Ranbaxy plunges 25% in two sessions after USFDA ban
Shares of Ranbaxy Laboratories continued to remain under selling pressure for second straight session after the US FDA banned it from shipping drugs.

“This precludes the company from exporting to the US from its core global API plant for now (likely for a few years), which spells difficulty not only for approval of new generics in the US but also production and supply of already-approved drugs. Ahead, Ranbaxy’s impairment and inventory disposal costs should also be a focus of debate,” said Morgan Stanley report.
“Daiichi’s balance sheet carries 40 bn yen in goodwill/intangibles related to the Ranbaxy acquisition.
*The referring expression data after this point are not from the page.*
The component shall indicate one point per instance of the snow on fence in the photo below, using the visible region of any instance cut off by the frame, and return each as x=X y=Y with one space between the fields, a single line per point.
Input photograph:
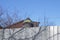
x=33 y=33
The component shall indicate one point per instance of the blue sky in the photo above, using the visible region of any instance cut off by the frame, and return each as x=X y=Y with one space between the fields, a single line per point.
x=35 y=9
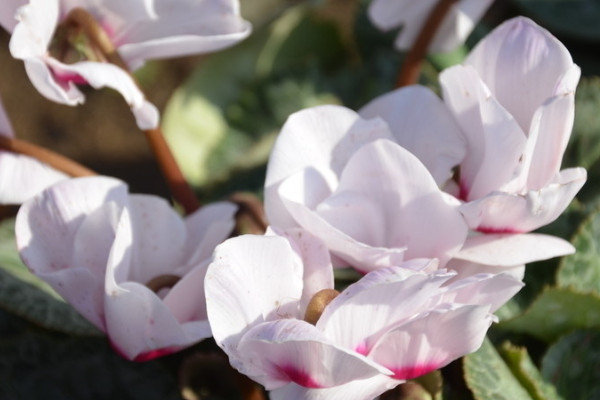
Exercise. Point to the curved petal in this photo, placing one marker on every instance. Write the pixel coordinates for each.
(100, 75)
(360, 389)
(318, 271)
(32, 35)
(522, 64)
(403, 206)
(423, 125)
(206, 228)
(433, 340)
(8, 13)
(139, 324)
(507, 250)
(159, 236)
(279, 352)
(251, 280)
(22, 177)
(513, 213)
(380, 300)
(322, 138)
(64, 236)
(495, 142)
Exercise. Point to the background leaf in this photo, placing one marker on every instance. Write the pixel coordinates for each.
(573, 365)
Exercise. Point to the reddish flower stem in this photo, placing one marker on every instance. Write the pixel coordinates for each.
(411, 68)
(49, 157)
(180, 189)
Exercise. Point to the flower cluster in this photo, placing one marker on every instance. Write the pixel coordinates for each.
(431, 200)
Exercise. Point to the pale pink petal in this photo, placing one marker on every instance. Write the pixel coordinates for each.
(402, 208)
(8, 12)
(360, 389)
(322, 138)
(423, 125)
(206, 228)
(522, 64)
(23, 177)
(551, 125)
(381, 299)
(182, 27)
(32, 35)
(432, 340)
(318, 271)
(100, 75)
(244, 286)
(495, 142)
(514, 213)
(493, 289)
(159, 239)
(139, 324)
(64, 235)
(507, 250)
(279, 352)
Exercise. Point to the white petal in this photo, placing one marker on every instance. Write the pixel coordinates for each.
(522, 64)
(513, 213)
(100, 75)
(422, 124)
(252, 279)
(507, 250)
(23, 177)
(360, 389)
(279, 352)
(322, 138)
(432, 341)
(373, 305)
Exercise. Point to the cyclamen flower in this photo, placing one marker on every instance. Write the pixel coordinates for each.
(344, 180)
(99, 247)
(412, 14)
(392, 325)
(514, 101)
(22, 177)
(141, 30)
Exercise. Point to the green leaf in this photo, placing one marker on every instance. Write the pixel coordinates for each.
(35, 366)
(527, 373)
(556, 312)
(575, 18)
(581, 270)
(573, 365)
(488, 376)
(224, 119)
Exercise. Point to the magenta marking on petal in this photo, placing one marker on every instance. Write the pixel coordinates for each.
(405, 373)
(299, 377)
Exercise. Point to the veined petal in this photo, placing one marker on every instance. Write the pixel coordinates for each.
(403, 197)
(322, 138)
(423, 125)
(360, 389)
(279, 352)
(206, 228)
(515, 213)
(251, 280)
(507, 250)
(380, 300)
(495, 141)
(432, 340)
(64, 235)
(23, 177)
(522, 64)
(100, 75)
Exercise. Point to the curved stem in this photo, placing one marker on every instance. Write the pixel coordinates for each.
(55, 160)
(180, 189)
(411, 68)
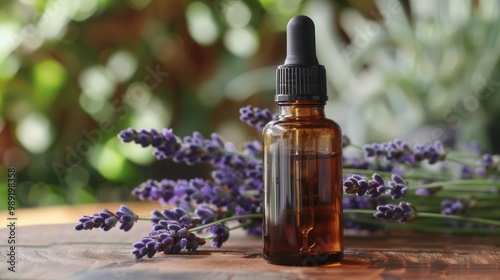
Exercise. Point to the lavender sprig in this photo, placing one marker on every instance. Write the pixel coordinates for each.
(108, 220)
(360, 185)
(400, 152)
(402, 213)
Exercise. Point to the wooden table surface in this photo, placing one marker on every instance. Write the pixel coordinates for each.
(57, 251)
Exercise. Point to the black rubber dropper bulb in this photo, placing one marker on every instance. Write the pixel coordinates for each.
(301, 77)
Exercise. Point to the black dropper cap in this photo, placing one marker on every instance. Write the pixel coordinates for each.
(301, 77)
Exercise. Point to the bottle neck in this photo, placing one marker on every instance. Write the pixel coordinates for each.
(301, 108)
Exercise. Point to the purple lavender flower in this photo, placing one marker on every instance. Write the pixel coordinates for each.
(402, 213)
(433, 153)
(487, 163)
(256, 117)
(356, 202)
(206, 214)
(397, 187)
(453, 207)
(161, 220)
(127, 218)
(427, 191)
(220, 235)
(171, 239)
(359, 185)
(108, 220)
(162, 191)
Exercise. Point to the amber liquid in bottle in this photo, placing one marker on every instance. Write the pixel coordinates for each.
(302, 187)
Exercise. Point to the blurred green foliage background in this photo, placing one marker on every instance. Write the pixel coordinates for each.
(73, 73)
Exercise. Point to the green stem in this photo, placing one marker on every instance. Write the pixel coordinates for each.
(242, 217)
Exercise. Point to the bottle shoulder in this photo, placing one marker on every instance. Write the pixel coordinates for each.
(283, 124)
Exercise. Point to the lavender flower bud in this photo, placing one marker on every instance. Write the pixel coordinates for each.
(205, 214)
(452, 207)
(402, 213)
(220, 235)
(107, 220)
(127, 218)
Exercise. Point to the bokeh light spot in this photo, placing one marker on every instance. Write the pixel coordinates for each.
(237, 14)
(122, 64)
(201, 23)
(34, 133)
(241, 42)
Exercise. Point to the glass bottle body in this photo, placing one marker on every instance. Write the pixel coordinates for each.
(302, 187)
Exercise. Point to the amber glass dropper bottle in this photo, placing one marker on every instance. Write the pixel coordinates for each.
(302, 162)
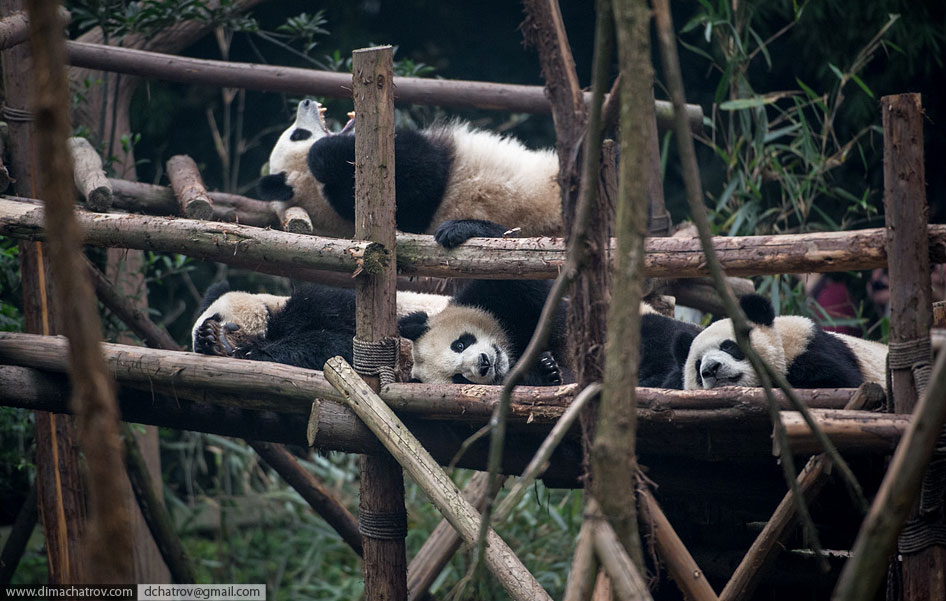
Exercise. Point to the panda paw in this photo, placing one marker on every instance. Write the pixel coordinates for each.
(550, 372)
(213, 338)
(455, 232)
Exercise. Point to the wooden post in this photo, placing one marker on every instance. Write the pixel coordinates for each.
(381, 509)
(59, 486)
(905, 208)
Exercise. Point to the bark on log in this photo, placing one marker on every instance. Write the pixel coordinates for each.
(442, 543)
(136, 197)
(338, 429)
(90, 176)
(415, 90)
(189, 187)
(525, 258)
(850, 430)
(443, 493)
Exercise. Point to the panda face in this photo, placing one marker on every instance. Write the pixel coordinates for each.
(463, 345)
(289, 153)
(716, 360)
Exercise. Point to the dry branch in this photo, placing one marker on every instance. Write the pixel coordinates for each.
(189, 187)
(681, 565)
(435, 483)
(526, 258)
(442, 543)
(89, 175)
(898, 492)
(811, 480)
(136, 197)
(109, 543)
(442, 92)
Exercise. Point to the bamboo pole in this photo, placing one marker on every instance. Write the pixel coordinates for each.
(761, 555)
(109, 542)
(441, 92)
(435, 483)
(497, 258)
(89, 175)
(381, 511)
(189, 188)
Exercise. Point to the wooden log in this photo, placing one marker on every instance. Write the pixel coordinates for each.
(682, 567)
(761, 555)
(109, 541)
(906, 216)
(60, 488)
(849, 430)
(338, 429)
(189, 187)
(295, 220)
(382, 481)
(442, 543)
(317, 496)
(896, 498)
(625, 577)
(524, 258)
(443, 493)
(137, 197)
(155, 515)
(89, 175)
(415, 90)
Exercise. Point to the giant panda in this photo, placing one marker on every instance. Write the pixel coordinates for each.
(795, 346)
(445, 172)
(305, 329)
(486, 326)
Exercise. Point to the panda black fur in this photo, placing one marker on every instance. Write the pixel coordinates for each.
(808, 356)
(305, 329)
(445, 172)
(480, 335)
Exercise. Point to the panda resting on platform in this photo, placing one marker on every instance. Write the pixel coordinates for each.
(306, 329)
(808, 356)
(480, 335)
(445, 172)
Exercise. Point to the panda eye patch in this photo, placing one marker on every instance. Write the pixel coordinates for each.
(300, 134)
(463, 342)
(731, 348)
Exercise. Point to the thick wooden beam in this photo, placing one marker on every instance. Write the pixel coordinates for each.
(905, 213)
(525, 258)
(416, 90)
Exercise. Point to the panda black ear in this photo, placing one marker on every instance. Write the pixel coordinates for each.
(681, 347)
(758, 309)
(413, 326)
(274, 187)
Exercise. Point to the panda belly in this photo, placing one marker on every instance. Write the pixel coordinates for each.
(826, 362)
(500, 180)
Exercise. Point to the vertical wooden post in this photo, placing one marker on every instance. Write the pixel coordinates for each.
(60, 496)
(381, 509)
(905, 208)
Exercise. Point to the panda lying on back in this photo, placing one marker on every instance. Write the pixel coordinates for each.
(444, 172)
(808, 356)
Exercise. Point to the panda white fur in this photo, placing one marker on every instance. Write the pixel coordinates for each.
(480, 335)
(445, 172)
(808, 356)
(305, 329)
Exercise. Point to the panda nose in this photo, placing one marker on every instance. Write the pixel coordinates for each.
(709, 369)
(484, 364)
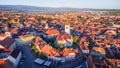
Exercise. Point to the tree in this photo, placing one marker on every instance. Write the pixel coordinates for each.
(61, 47)
(75, 39)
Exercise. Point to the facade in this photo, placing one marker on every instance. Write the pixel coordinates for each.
(64, 39)
(8, 43)
(15, 57)
(67, 29)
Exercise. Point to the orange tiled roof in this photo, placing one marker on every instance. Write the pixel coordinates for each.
(14, 31)
(64, 37)
(99, 49)
(66, 51)
(48, 50)
(52, 32)
(2, 35)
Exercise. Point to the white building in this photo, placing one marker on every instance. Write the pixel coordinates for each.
(15, 57)
(67, 29)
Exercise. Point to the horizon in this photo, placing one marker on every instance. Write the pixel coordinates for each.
(95, 4)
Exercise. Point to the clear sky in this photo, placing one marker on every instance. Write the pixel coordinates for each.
(105, 4)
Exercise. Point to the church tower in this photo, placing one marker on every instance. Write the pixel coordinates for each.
(67, 29)
(8, 34)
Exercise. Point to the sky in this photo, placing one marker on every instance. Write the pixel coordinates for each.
(99, 4)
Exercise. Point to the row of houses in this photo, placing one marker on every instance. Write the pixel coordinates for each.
(9, 54)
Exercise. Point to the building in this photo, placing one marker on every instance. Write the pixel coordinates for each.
(15, 57)
(67, 29)
(64, 39)
(51, 33)
(8, 43)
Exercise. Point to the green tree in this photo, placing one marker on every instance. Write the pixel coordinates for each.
(75, 39)
(61, 47)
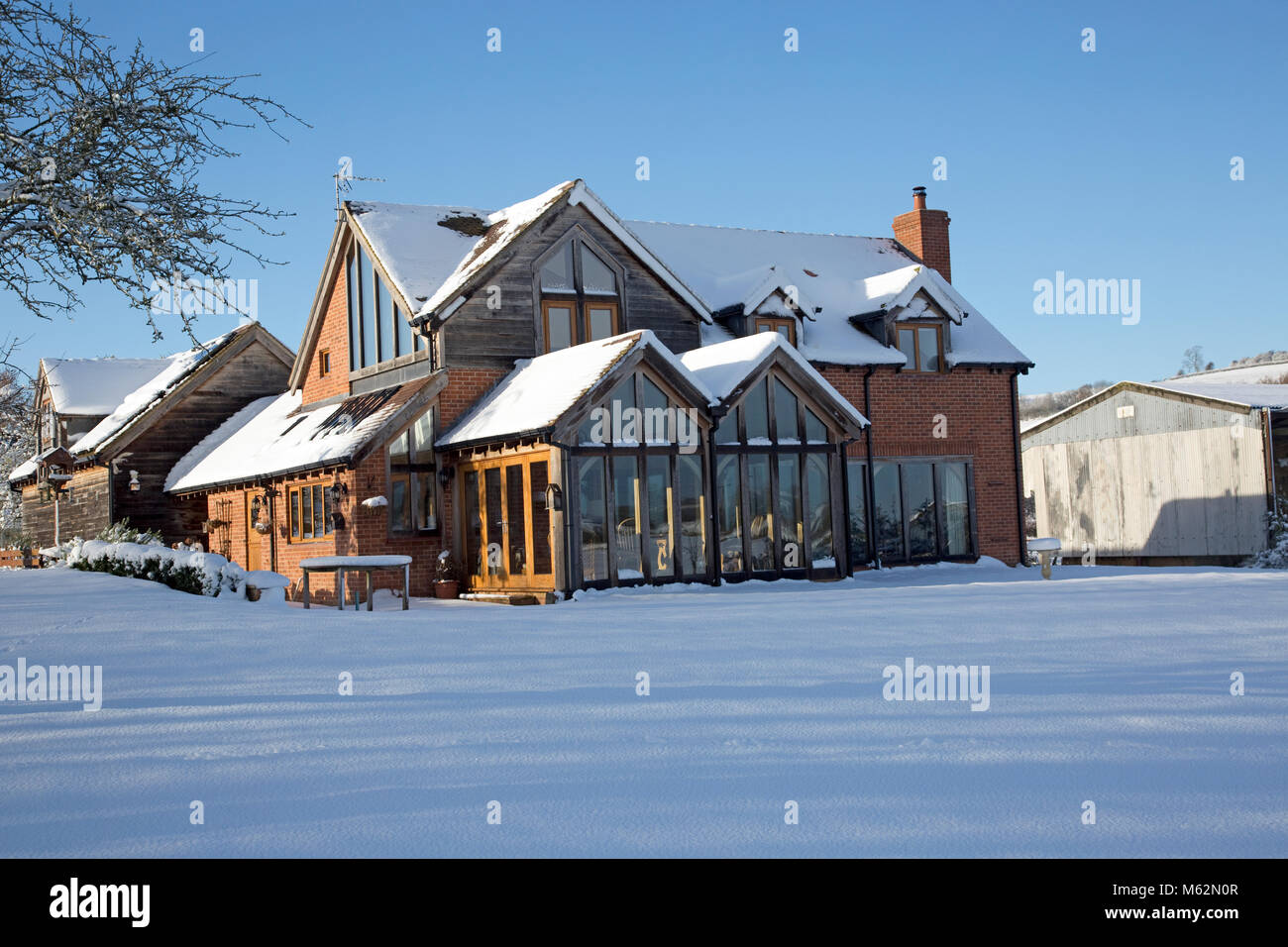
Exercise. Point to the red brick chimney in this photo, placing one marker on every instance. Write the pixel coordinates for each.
(925, 232)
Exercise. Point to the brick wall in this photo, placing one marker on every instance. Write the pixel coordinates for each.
(977, 408)
(334, 337)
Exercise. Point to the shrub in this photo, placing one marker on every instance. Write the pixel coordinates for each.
(197, 574)
(1276, 556)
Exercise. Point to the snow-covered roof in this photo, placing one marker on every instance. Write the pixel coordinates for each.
(434, 252)
(172, 371)
(537, 393)
(95, 386)
(271, 436)
(835, 277)
(1262, 372)
(1274, 397)
(430, 262)
(724, 367)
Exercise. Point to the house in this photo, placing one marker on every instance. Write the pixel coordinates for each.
(1176, 472)
(567, 399)
(110, 429)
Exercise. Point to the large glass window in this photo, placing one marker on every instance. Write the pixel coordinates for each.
(729, 506)
(857, 487)
(921, 509)
(918, 504)
(369, 309)
(580, 292)
(888, 508)
(377, 326)
(818, 487)
(760, 509)
(954, 505)
(309, 510)
(694, 514)
(790, 522)
(626, 517)
(591, 493)
(412, 478)
(661, 528)
(785, 414)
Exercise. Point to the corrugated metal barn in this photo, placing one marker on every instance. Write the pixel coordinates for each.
(1179, 472)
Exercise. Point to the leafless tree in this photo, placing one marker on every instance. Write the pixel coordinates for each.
(99, 166)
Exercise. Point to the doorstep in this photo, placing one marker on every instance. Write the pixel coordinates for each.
(509, 598)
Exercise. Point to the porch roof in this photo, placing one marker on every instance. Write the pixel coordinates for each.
(274, 437)
(725, 368)
(540, 390)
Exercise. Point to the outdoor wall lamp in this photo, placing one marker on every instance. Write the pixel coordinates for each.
(554, 497)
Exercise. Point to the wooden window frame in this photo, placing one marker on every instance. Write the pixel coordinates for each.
(561, 303)
(913, 326)
(642, 451)
(580, 300)
(413, 471)
(327, 530)
(772, 324)
(590, 304)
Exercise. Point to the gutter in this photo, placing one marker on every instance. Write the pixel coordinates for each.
(871, 489)
(1019, 466)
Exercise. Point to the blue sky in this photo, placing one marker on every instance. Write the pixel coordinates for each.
(1113, 163)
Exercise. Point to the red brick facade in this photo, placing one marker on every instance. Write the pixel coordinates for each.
(975, 406)
(333, 339)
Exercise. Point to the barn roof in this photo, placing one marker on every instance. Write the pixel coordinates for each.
(1241, 397)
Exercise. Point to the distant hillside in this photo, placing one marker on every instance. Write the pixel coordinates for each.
(1267, 368)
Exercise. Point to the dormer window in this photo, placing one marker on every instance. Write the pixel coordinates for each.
(923, 346)
(377, 326)
(580, 295)
(786, 328)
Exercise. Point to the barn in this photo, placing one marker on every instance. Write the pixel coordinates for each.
(1177, 472)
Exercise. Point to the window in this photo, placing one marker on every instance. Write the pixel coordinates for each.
(784, 326)
(579, 296)
(923, 347)
(378, 330)
(921, 509)
(642, 509)
(309, 510)
(412, 478)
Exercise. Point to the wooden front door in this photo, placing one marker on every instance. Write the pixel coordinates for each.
(506, 525)
(254, 510)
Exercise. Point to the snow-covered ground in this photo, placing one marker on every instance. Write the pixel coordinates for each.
(1107, 684)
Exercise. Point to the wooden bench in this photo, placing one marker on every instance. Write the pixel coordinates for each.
(342, 565)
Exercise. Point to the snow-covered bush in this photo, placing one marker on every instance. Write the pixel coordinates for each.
(198, 574)
(1276, 556)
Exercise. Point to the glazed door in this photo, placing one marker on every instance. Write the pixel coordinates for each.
(507, 543)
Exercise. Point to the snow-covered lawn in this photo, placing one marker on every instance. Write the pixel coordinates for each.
(1107, 684)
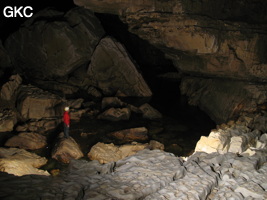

Still, we do not expect this to impact acne drug Absorica (production outsourced), a recent growth driver in the US,” the report added.
According to Aarthisundari Jayakumar, Research Analyst, Elara Securities the recovery for Ranbaxy is likely to be delayed and long drawn, with diminishing clarity on its FTF pipeline. Ranbaxy’s performance ex-US too appears weak, given its high-cost structure.
“We remain cautious, given the continued overhang from USFDA and high fixed-cost structure adversely affecting operating profitability. We have revised our earnings downwards, reflecting lower US sales and weaker margins. We maintain ‘Sell’ with revised target price down from Rs 322 to Rs 289 (based on 16x FY16E core earnings and SOTP of FTFs),” Jayakumar added.
At 10:20 a.m.; the stock was at Rs 314.45, down 6.63 per cent, on the BSE. It touched a high of Rs 329 and a low of Rs 306.05 in trade today. It has corrected nearly 25 per cent from its closing of Rs 416.70 on January 23, 2014.